Seems obvious, but many applicants don't list these soft skills on their resumes, which would set them apart in the application pool. Understanding how to use specific examples and previous experiences to sell these skills is essential.

We've found that to succeed in food preparation or other fast-paced professions, you need to be an active listener and a fast learner. So, let’s break down what good listening and fast learning can look like in any environment.

Being a good listener and a fast learner Is important

Quick Learning Is Listening Well!

When you think about it, being a fast learner and a good listener are interconnected skills. For instance, if your job training requires you to become proficient on a meat slicing machine, being a good listener ensures an efficient and safe training period. Failing to pay attention in training could necessitate repeating instructions (which will not impress your employer) and could also risk personal injury when you attempt to operate the machine.

Good listening and quick learning skills are key to adapting to fast-paced kitchen environments. Each chef or manager runs their kitchen in different ways, so quick learning skills are necessary to smoothly integrate into a new setting (even if you've worked in kitchens previously).

The ability to learn quickly ensures that you'll keep up with the demands of your new team. In a busy kitchen, several orders come in at once, and listening with a keen and thoughtful ear will enable you to avoid mixing up orders, saving your restaurant valuable time and money. Neglecting to listen, on the other hand, can hold up the kitchen line as orders have to be repeated or redone; it can even cause customers to become ill, since failing to listen to the specifications of an order can lead to accidental allergens in dishes.

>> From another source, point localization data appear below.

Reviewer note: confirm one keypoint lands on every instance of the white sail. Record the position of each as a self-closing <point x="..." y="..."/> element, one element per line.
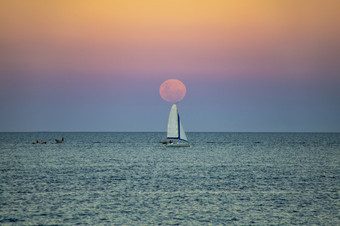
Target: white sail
<point x="175" y="128"/>
<point x="182" y="135"/>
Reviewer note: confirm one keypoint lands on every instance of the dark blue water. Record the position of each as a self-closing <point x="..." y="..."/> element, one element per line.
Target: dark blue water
<point x="130" y="178"/>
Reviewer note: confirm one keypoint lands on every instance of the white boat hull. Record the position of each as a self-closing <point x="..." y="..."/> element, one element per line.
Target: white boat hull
<point x="177" y="145"/>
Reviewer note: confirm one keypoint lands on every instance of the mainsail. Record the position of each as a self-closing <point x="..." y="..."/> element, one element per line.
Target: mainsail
<point x="175" y="128"/>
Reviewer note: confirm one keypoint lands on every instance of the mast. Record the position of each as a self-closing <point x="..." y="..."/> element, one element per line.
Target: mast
<point x="175" y="129"/>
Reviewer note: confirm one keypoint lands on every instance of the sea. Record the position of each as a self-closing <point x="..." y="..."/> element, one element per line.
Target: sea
<point x="132" y="179"/>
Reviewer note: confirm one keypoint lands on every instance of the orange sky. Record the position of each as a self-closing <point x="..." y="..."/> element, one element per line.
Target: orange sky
<point x="249" y="65"/>
<point x="202" y="36"/>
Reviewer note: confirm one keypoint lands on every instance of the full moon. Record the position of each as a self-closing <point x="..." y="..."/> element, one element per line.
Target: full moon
<point x="172" y="90"/>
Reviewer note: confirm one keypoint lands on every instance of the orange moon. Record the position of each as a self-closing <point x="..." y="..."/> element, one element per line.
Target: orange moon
<point x="172" y="90"/>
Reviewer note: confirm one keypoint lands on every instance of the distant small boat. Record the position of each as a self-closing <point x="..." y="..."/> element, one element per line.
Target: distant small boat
<point x="37" y="142"/>
<point x="175" y="131"/>
<point x="60" y="141"/>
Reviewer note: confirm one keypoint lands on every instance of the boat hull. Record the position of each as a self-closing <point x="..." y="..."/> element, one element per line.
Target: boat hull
<point x="177" y="145"/>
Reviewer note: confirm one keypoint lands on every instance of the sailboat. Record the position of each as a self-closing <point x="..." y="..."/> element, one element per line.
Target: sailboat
<point x="175" y="132"/>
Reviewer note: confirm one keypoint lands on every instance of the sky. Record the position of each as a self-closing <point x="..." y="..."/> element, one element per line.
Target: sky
<point x="97" y="65"/>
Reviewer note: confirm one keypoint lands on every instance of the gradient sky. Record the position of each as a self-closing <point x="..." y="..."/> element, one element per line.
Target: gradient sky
<point x="96" y="65"/>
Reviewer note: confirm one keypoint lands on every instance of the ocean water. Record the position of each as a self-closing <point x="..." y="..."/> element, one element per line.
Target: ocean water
<point x="131" y="179"/>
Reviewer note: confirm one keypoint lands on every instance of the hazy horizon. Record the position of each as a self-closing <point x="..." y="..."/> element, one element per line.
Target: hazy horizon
<point x="256" y="66"/>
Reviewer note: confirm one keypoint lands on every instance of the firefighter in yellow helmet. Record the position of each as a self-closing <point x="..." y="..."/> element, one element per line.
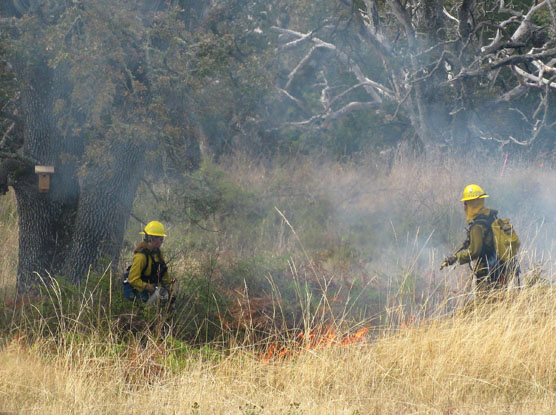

Putting These Skills on a Resume

You’re probably wondering how you can include these skills on your resume without stating them outright. Our best advice is to show, not tell: are you already certified in food safety, or proficient in kitchen machines? If you've gone through previous training processes with success, employers will assume that you'll be able to do it again.

Break down learning processes on your resume:
  • what skills have you learned
  • how did you learn them?

Including these skills on your resume will inform employers that you'll learn new job responsibilities efficiently and effectively, improving their bottom line in the long run.